5 Kasım 2009 Perşembe

60. gece

Saymadığım koyun, çitlerden atlatmadığım kuzu kalmadı.
Ilık duş, ılık süt, melisa çayı fayda etmedi.
Elham'lar, ayet-el kürsi'ler, kendime üfleme püflemeler, yogalar, zihin konsantrasyonları hiçbiri bana mısın demedi.
Geçmişi düşün, ana odaklan, geleceği planla
Yok hepsini birden boşver, hiçbir şey düşünme, sadece yerçekimsiz bir ortamda boşluğa bırak kendini, birbirinin içine geçen gökkuşağı renkleri arasında mandal deliğinden üflenen pril köpüğü gibi saydam ve sonsuz bir boşluğun içinde savrul.
Duyduğun tek ses "aydan aya, aydan aya" olsun.

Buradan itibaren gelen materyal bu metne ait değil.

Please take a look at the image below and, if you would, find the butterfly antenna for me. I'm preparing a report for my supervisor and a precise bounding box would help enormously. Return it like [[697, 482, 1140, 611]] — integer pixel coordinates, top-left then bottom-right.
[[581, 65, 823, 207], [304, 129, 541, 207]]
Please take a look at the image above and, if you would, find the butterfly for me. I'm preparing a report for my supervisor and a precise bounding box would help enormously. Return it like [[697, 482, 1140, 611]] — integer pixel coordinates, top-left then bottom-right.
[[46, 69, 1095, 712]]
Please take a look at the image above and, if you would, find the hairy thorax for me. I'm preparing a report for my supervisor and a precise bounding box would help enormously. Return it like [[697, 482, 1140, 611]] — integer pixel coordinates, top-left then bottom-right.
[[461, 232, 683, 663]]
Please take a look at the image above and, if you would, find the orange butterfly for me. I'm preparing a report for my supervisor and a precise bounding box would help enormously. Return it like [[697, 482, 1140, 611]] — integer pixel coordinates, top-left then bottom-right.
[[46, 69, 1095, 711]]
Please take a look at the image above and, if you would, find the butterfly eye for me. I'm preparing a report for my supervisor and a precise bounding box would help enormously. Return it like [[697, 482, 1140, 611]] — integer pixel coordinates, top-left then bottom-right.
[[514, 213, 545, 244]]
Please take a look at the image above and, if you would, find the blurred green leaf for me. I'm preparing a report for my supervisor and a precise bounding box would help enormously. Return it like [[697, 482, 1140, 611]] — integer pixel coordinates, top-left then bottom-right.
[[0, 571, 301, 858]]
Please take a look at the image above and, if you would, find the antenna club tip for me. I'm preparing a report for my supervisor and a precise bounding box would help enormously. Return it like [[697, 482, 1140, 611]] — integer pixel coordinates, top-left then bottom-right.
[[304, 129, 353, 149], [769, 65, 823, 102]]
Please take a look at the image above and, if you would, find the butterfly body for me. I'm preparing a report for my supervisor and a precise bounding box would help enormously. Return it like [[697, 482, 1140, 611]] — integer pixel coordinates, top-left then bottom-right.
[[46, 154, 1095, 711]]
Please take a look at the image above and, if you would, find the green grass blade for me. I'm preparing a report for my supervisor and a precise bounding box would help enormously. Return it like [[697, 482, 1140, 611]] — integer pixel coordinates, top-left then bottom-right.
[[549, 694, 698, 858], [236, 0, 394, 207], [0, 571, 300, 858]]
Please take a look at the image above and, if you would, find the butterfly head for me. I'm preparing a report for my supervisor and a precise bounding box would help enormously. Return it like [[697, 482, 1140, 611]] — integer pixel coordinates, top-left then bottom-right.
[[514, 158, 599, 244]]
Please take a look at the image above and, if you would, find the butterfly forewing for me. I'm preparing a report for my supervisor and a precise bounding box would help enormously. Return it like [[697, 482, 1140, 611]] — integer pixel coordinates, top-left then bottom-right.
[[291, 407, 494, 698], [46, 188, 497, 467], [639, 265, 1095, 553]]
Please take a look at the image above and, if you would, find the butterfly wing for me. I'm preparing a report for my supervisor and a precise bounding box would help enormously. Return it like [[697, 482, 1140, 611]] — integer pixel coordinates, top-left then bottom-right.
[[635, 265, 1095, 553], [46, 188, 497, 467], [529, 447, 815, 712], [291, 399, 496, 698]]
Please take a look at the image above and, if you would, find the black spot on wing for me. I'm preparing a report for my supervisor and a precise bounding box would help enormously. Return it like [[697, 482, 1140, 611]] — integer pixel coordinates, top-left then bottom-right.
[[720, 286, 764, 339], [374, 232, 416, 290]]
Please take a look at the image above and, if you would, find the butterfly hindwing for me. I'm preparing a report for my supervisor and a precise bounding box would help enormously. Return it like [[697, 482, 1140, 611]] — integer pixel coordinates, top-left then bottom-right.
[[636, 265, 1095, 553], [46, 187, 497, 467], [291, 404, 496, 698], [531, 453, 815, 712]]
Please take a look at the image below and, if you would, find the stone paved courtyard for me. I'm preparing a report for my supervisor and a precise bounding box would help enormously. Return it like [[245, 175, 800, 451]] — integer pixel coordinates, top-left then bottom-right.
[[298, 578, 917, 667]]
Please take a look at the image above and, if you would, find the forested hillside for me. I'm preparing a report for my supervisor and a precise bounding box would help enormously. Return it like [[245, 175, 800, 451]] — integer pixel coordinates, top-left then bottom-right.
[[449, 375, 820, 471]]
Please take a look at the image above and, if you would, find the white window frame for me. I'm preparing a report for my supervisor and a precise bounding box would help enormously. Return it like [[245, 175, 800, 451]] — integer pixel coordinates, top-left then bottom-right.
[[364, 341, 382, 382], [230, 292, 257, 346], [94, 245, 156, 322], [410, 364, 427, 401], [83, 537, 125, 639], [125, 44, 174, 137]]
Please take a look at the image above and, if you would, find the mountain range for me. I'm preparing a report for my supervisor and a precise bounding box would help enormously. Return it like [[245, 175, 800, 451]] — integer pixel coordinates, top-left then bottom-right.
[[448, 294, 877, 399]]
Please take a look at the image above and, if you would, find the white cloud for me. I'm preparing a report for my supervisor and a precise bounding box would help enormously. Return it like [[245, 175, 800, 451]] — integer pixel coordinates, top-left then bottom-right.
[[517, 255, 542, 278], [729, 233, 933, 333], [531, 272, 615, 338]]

Şu an uyumaya çalıştığın yataktan, odadan, evden, Ankara'dan yukarıya çık, uzaklaş.
Semadan İstanbul'u gör.
Şimdi İstanbul kanatlarının altında.
Büyüleyici bir güzellik.
Akıl alıcı bir efsun.
Yine de uzaklaş.
Zamanı geldiğinde tüm akıl alıcı güzelliklerden vazgeçebilecek gücü barındır kendinde.
Tıpkı vazgeçme sebebin hiçbir zaman aklına sığmayacaklarda yaptığın gibi!
Hadi, daha da yüksel.
Boğaz, Marmara, Türkiye, Asya, Avrupa hepsi azalsın, ufalsın.
Ufuk çizgin açılsın, genişlesin, sonsuzluğa yol al.
Yükseldikçe hafifle, hafifledikçe yüklerinden, kuruntularından, kurgularından, kaygılarından, korkularından ve kurtlarından kurtul.
Denizleri, okyanusları aş. Maviliklerin ve suyun huzurlu dünyasına karış.
Nefes al, nefes al, nefes allll.
Artık üstünden hayli zaman geçti.
Geride kaldı.
Şimdi iyileşme zamanı.
Her sabah daha iyi uyanma zamanı.
Sen nefes almaya devam et.
Ve yükselmeye,
Bak saat sabahın 5'i oldu, az sonra gün ağaracak.
Zaten her gecenin sabahı yok mu?
Sabaha yaklaştın, günü sevgiyle gerinde bırak ve yarının kendi başının çaresine bakacağını bilerek, huzur dolu bir uykuya dal.
Gönlünü ferah tut.
Şimdi mışıl mışıl uyuyanlar bilmezler ki seçtikleri sahte hayatlar tez zamanda benliklerini uykusuzluk şeytanı olarak parselleyecekler.
Fuşyadan kaçanlar karalara bürünecekler.
Ne mükafat!
Hadi gel uyuyalım şimdi tevekküle sığınarak.
Yarın sana da bana da yeni bir güneş doğmuş olacak!